Estima-se que: Como resultado da guerra com o Irão, os custos da economia israelita ascenderão a 9,4 mil milhões de shekels (cerca de 3 mil milhões de dólares). por semana, sujeito a restrições nacionais. O anúncio foi feito pelo Ministério das Finanças de Israel, citando o jornal Times of Israel.
Na segunda-feira passada, após uma nova avaliação em meio ao conflito com o Irã, o Comando da Frente Interna de Israel estendeu as restrições internas até o meio-dia de sábado, 7 de março.
Restrições proíbem todosreuniões, atividades educacionais e acesso aos locais de trabalho, exceto para negócios principais.
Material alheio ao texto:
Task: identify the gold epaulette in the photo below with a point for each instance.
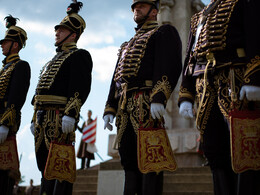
(5, 75)
(213, 34)
(8, 118)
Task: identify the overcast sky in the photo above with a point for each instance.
(108, 24)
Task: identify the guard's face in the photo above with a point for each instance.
(140, 11)
(5, 46)
(60, 34)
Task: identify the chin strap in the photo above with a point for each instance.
(147, 15)
(10, 48)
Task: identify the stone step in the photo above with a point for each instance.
(87, 179)
(84, 186)
(187, 178)
(87, 172)
(193, 170)
(187, 187)
(83, 192)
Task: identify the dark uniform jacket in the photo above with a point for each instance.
(148, 65)
(225, 56)
(151, 59)
(14, 84)
(63, 87)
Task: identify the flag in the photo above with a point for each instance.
(89, 132)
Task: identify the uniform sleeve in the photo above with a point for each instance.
(167, 63)
(16, 94)
(112, 101)
(187, 87)
(251, 28)
(79, 82)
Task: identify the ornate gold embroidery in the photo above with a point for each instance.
(162, 86)
(206, 106)
(184, 93)
(132, 52)
(137, 111)
(73, 104)
(5, 75)
(213, 35)
(9, 116)
(244, 143)
(51, 69)
(252, 67)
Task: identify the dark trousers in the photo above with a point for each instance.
(216, 147)
(135, 181)
(6, 183)
(50, 187)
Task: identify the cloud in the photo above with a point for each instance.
(31, 156)
(104, 61)
(23, 132)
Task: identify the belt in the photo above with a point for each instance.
(126, 87)
(49, 99)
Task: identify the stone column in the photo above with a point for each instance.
(182, 132)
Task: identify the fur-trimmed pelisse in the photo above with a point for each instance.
(14, 33)
(73, 21)
(155, 3)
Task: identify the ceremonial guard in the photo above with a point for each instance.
(63, 87)
(147, 70)
(221, 74)
(83, 153)
(14, 84)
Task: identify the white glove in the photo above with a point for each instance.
(252, 93)
(68, 124)
(3, 133)
(186, 110)
(108, 119)
(157, 110)
(32, 127)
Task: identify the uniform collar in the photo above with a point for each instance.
(11, 58)
(67, 47)
(149, 25)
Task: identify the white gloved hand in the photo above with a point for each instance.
(68, 124)
(186, 110)
(32, 127)
(252, 93)
(157, 110)
(3, 133)
(108, 119)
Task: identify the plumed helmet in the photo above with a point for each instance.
(73, 21)
(14, 33)
(155, 3)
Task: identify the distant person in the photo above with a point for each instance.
(29, 189)
(14, 84)
(82, 151)
(16, 189)
(63, 87)
(221, 73)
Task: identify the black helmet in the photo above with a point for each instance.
(155, 3)
(73, 21)
(14, 33)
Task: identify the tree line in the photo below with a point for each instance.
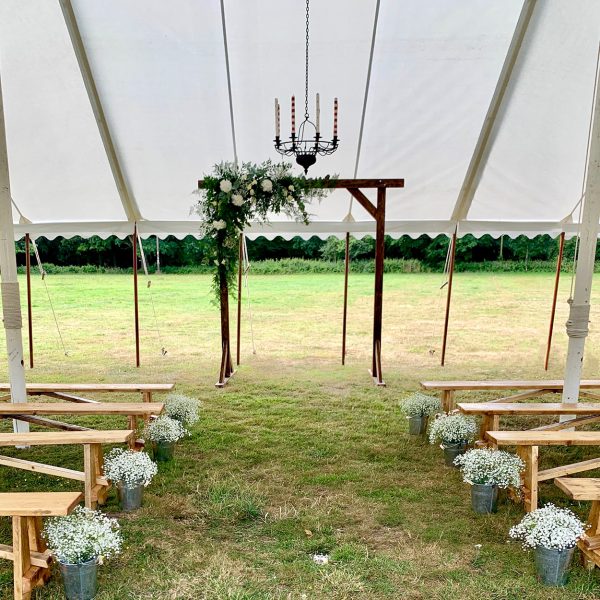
(430, 252)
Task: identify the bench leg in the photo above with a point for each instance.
(529, 455)
(489, 423)
(92, 465)
(22, 559)
(448, 400)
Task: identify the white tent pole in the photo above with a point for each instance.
(577, 325)
(11, 301)
(484, 143)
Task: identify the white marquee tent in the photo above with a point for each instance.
(157, 79)
(112, 110)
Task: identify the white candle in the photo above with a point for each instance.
(293, 115)
(318, 115)
(335, 107)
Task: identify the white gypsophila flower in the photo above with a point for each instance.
(491, 467)
(452, 429)
(82, 536)
(165, 430)
(549, 527)
(420, 405)
(225, 185)
(183, 408)
(129, 468)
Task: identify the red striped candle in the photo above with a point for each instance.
(293, 115)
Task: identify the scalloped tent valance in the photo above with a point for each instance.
(115, 109)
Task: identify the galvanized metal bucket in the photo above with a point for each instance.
(553, 565)
(131, 497)
(163, 452)
(451, 451)
(80, 581)
(484, 498)
(417, 425)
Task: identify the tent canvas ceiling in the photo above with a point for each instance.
(160, 72)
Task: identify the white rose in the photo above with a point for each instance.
(225, 185)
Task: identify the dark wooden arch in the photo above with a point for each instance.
(377, 211)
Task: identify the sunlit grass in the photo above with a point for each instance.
(299, 455)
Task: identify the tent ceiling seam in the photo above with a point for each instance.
(483, 146)
(127, 200)
(226, 47)
(365, 99)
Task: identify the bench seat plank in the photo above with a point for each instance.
(549, 384)
(69, 408)
(545, 438)
(93, 387)
(579, 488)
(58, 438)
(531, 408)
(38, 504)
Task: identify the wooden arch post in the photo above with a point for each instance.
(377, 211)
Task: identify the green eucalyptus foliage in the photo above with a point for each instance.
(234, 196)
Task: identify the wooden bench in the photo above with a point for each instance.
(30, 557)
(66, 391)
(586, 489)
(532, 389)
(491, 412)
(95, 485)
(528, 442)
(28, 411)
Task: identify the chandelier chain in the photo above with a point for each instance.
(306, 77)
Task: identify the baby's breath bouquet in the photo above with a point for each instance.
(82, 536)
(490, 467)
(549, 527)
(452, 429)
(420, 405)
(129, 468)
(165, 430)
(182, 408)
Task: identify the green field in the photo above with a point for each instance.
(298, 454)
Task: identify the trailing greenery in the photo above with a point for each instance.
(234, 196)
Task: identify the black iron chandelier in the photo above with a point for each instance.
(308, 142)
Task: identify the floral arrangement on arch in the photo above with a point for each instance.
(234, 196)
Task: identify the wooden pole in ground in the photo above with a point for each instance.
(345, 317)
(239, 321)
(378, 304)
(448, 295)
(561, 248)
(135, 299)
(29, 311)
(157, 255)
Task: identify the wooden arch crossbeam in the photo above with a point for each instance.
(377, 211)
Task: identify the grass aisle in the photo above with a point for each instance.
(298, 455)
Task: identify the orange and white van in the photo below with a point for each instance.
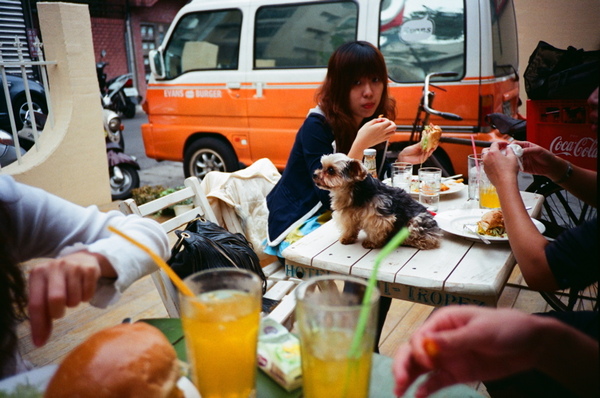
(233, 80)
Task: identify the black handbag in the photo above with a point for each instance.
(554, 73)
(204, 245)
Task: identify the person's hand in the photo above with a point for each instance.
(500, 164)
(459, 344)
(374, 132)
(55, 284)
(538, 160)
(414, 154)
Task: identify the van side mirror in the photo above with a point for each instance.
(157, 64)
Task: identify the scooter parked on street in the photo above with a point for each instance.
(123, 168)
(118, 93)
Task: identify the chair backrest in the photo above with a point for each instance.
(167, 291)
(280, 286)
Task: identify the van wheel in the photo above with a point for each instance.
(208, 154)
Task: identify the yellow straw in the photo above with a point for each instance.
(159, 261)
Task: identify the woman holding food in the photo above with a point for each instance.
(354, 113)
(354, 93)
(79, 261)
(515, 354)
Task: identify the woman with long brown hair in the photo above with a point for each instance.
(354, 113)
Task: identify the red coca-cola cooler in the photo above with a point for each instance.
(564, 128)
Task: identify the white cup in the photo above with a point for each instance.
(401, 175)
(430, 181)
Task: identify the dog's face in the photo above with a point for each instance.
(338, 170)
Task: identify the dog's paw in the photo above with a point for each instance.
(369, 244)
(347, 240)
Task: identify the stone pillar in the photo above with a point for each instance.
(71, 161)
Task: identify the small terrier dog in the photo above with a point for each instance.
(362, 202)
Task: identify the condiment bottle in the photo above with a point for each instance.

As regras limitam as viagens para o trabalho e obrigam os funcionários a trabalhar em casa enquanto as escolas estão fechadas.
O Diretor Geral do Ministério das Finanças, Ilan Rom, enviou uma carta ao Chefe do Comando da Frente Interna das IDF, General Shai Clapper, pedindo-lhe que aliviasse as restrições e passasse para atividades limitadas para permitir uma reabertura gradual e parcial da economia a partir desta quinta-feira.
“Não há dúvidas sobre a necessidade de manter uma política de defesa adaptada à situação de segurança, mas, ao mesmo tempo, uma paralisação em grande escala da economia implica elevados custos económicos”, disse Rohm..
“Precisamos de uma solução que responda às necessidades internas e económicas, depois de dois anos e meio em que a economia pagou um preço económico elevado devido às necessidades de segurança e aos efeitos da guerra.” com o Hamas, anunciou o diretor-geral.
Apesar das restrições e do clima surreal, das sirenes e dos alarmes, cartas de vida apareceram subitamente no centro histórico de Jerusalém, uma cidade fantasma. Jovens e meninos perambulavam em suas fantasias de carnaval indo e voltando das festas de Purim na rua de pedestres Ben Yehuda.
No Sira Pub, na rua de paralelepípedos com o mesmo nome, jovens eram vistos bebendo ao ar livre e sentados neste local muito badalado, telefones claro para consultar notícias e alertas, ao som de música. Uma pequena loja de camisetas alternativas também foi aberta no bairro. “Nada, estamos acostumados.”